I have a model, Guest
which takes nested attributes for Numberplate
.
Guest
adopts STI (single table inheritance) and inherits from Person
. To prevent the need for extra queries or joining to another table I save the person type in a field called person_type
in the Numberplate
table. That way, I know which Numberplates are owned by Guests without the need of joining with the persons table.
Due to this setup, I need to manually set the correct person_type
on a Numberplate
(there is another person type). I implemented this as a before_validation
callback on the Numberplate
model:
before_validation do
self.person_type = self.person.type
end
The actual implementation is a bit more generic but it boils down to this.
Now I would create a Guest
and Numberplate
in one call in the console this all works as expected:
Numberplate.new({person: Guest.new({company: Company.first}), plate: 'EFEF98'})
The person_type
on the Numberplate
instance is correctly set to "Guest"
.
The issue arises when I have an API endpoint that allows nested attributes to create the Guest
and Numberplate
in one request. The strange thing is that the person_type
gets stored as "Person'
and not "Guest"
as expected. I debugged a bit and the person_type
gets set correctly in the before_validation
callback but between that callback and the before_save
callback the person_type
is suddenly changed to "Person"
.
I tried to override the person_type
setter and log when it gets set. The strange thing is that the setter is not called between the 2 ActiveRecord callbacks.

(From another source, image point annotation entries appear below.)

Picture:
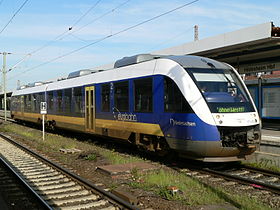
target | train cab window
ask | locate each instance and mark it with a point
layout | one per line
(78, 105)
(143, 95)
(59, 103)
(50, 101)
(121, 97)
(174, 101)
(105, 98)
(68, 100)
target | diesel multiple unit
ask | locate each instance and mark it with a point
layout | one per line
(194, 106)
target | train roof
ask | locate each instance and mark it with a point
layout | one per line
(128, 67)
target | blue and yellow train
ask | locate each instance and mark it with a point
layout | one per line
(194, 106)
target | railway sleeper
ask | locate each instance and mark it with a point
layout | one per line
(150, 143)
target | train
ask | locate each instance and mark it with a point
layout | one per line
(192, 106)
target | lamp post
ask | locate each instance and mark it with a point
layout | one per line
(4, 83)
(259, 75)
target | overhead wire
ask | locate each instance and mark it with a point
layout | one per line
(13, 16)
(106, 37)
(65, 32)
(171, 39)
(60, 35)
(98, 18)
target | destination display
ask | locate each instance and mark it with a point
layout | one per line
(271, 98)
(262, 67)
(231, 109)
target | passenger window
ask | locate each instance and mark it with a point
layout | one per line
(27, 103)
(121, 96)
(174, 101)
(143, 95)
(105, 98)
(67, 100)
(50, 100)
(78, 106)
(59, 101)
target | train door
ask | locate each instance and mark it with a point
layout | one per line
(90, 109)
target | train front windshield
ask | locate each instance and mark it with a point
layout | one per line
(222, 90)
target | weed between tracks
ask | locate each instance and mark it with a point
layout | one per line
(265, 164)
(189, 191)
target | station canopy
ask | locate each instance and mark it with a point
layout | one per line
(249, 50)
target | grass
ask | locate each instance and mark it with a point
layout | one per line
(191, 192)
(91, 157)
(265, 164)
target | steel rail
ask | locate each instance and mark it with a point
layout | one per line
(257, 184)
(25, 184)
(79, 179)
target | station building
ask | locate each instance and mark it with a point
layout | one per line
(255, 54)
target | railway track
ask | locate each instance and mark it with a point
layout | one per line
(14, 194)
(57, 187)
(251, 176)
(256, 177)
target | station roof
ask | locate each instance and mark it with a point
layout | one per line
(253, 45)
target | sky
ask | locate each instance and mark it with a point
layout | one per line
(42, 47)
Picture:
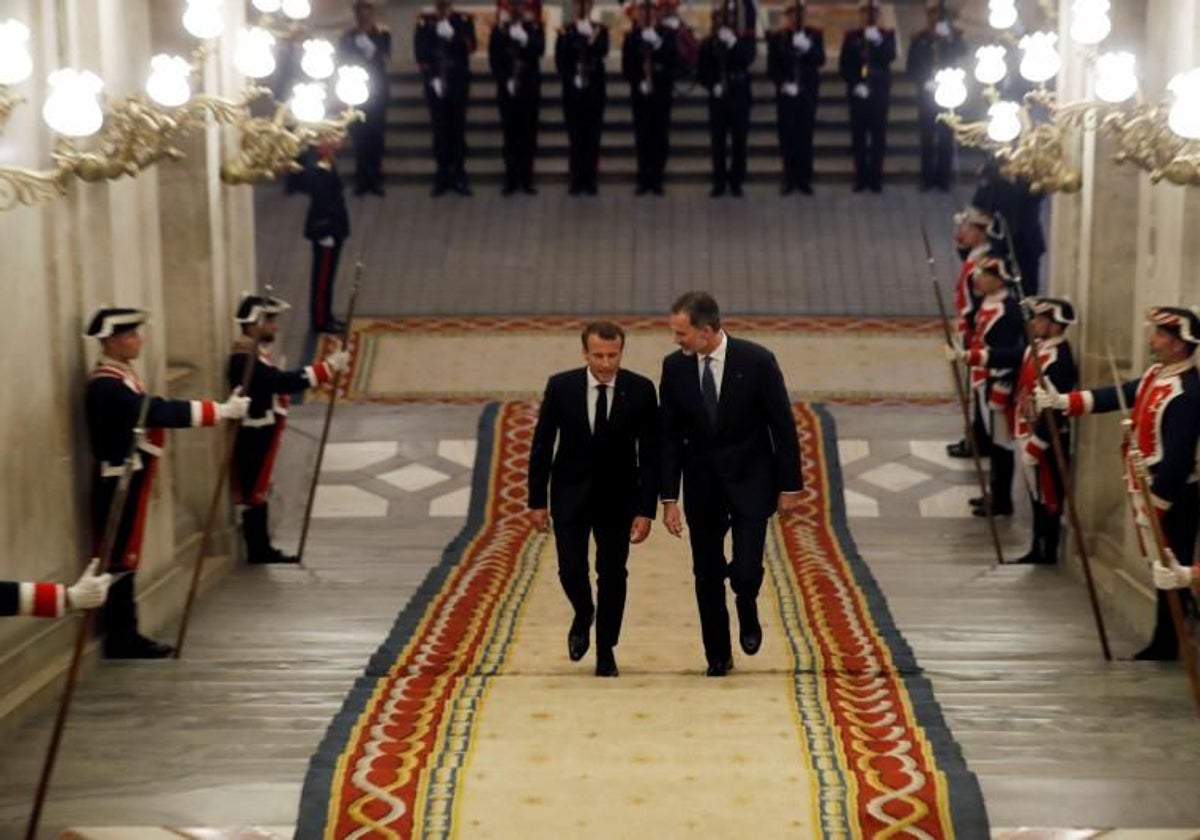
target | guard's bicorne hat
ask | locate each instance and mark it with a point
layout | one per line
(253, 306)
(108, 321)
(1060, 310)
(1177, 318)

I'm a bit flabbergasted as to how this behavior is introduced, and whether this is a bug in the Rails core somewhere or I'm not accounting for something. My current workaround is to also set the person_type
in an additional before_save
callback but this doesn't feel like an optimal solution.
Relevant models:
class Guest < Person
accepts_nested_attributes_for :numberplates
end
class Numberplate < ApplicationRecord
before_validation do
self.person_type = self.person.type
end
after_validation do
# person_type is correctly set to "Guest"
puts self.inspect
end
before_create do
# person_type is now suddenly set to "Person"
puts self.inspect
end
end
So I figured it out.
In the Person
class I had this:
has_many :numberplates, as: :person, inverse_of: :person
The as: :person
part should not be there and introduced this behavior. It was there due to an earlier migration from polymorphism to STI and was thus a forgotten leftover. Once I removed this everything worked as expected.